残り半分は、厳しさで出来ています

「キタナカ?」
あ、ゴメン。ぼーっとしてた。何?
「辛そうだけど、大丈夫?」
少しだけ、頭痛がな。
「風邪?」
いや、偏頭痛っぽい。
「大丈夫なのっ?」
あぁ。便秘と偏頭痛は、女性の病気だと思ってたんだがなぁ。
「ストレス? 今の仕事ってば、やたら残業が多いみたいだし…。熱は本当にないの?」
コツン。(額を合わせる)
だぁっ、俺は子供かっつの! 小学校以来だぞ、「額をコツン」なんてされたの。
「ふふ。ヒロユは子供じゃない。ってゆーか、真っ赤だよ! やっぱり熱があるんじゃないの?」
いや、これは違ってだなぁ。
「あれー? ひょっとして……、照れてるとか?」
うっさいなあ。俺は世慣れてるけど、「俺的ツボ行為」には弱いんだよ! ほっとけ!
「はいはい。それだけ元気があれば、大丈夫そうだね」
ふんとにもう! 俺に対しては、「不意の胸キュン行為」は銃殺刑ぞ!
「あれ~?胸キュンしちゃったのぉ? いい歳してぇ」
「胸キュンに年齢なし!」と、ソクラテスも言ってたではないか?
「ソクラ…誰?」
あー、俺が悪かった。俺が今、作った。さーて、そろそろ会社に行かないとだ。
「あのさ」

「無理はしないでね? これだけは覚えておいて。

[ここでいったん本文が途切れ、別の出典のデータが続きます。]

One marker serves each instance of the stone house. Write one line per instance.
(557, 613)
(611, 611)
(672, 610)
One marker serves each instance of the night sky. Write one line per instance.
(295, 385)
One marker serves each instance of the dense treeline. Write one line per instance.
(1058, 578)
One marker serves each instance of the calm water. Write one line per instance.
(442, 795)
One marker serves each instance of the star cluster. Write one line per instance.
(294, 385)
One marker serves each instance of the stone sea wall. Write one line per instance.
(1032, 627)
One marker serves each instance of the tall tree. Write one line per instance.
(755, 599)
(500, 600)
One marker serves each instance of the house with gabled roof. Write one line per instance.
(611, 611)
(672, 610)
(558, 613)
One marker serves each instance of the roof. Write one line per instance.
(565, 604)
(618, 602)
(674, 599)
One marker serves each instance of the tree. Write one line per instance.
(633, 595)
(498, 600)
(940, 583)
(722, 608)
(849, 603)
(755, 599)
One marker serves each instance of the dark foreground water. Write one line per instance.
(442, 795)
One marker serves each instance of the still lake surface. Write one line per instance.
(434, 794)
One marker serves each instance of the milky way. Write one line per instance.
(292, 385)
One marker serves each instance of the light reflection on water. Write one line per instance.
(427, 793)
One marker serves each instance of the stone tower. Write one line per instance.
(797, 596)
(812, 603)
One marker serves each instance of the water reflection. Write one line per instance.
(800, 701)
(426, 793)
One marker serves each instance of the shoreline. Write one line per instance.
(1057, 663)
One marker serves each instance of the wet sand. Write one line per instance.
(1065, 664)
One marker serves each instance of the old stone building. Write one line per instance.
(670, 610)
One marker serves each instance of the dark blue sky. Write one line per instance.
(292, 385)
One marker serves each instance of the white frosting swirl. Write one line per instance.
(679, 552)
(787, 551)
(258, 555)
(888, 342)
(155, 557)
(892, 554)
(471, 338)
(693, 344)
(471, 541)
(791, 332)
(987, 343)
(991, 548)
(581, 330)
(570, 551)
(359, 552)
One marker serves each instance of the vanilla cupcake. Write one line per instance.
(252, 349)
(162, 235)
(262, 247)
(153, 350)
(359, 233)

世界中の人がキタナカを非難しても、私だけはキタナカの味方だからさ……」

…。
そんな事を言ってくれる人の居る筈もなく。
通勤電車で読むべき本も見つからずに、こうやってつらつらと妄想している俺ってどうよ?

――頭痛は少しおさまりました(「妄想」の薬効は抜群です)。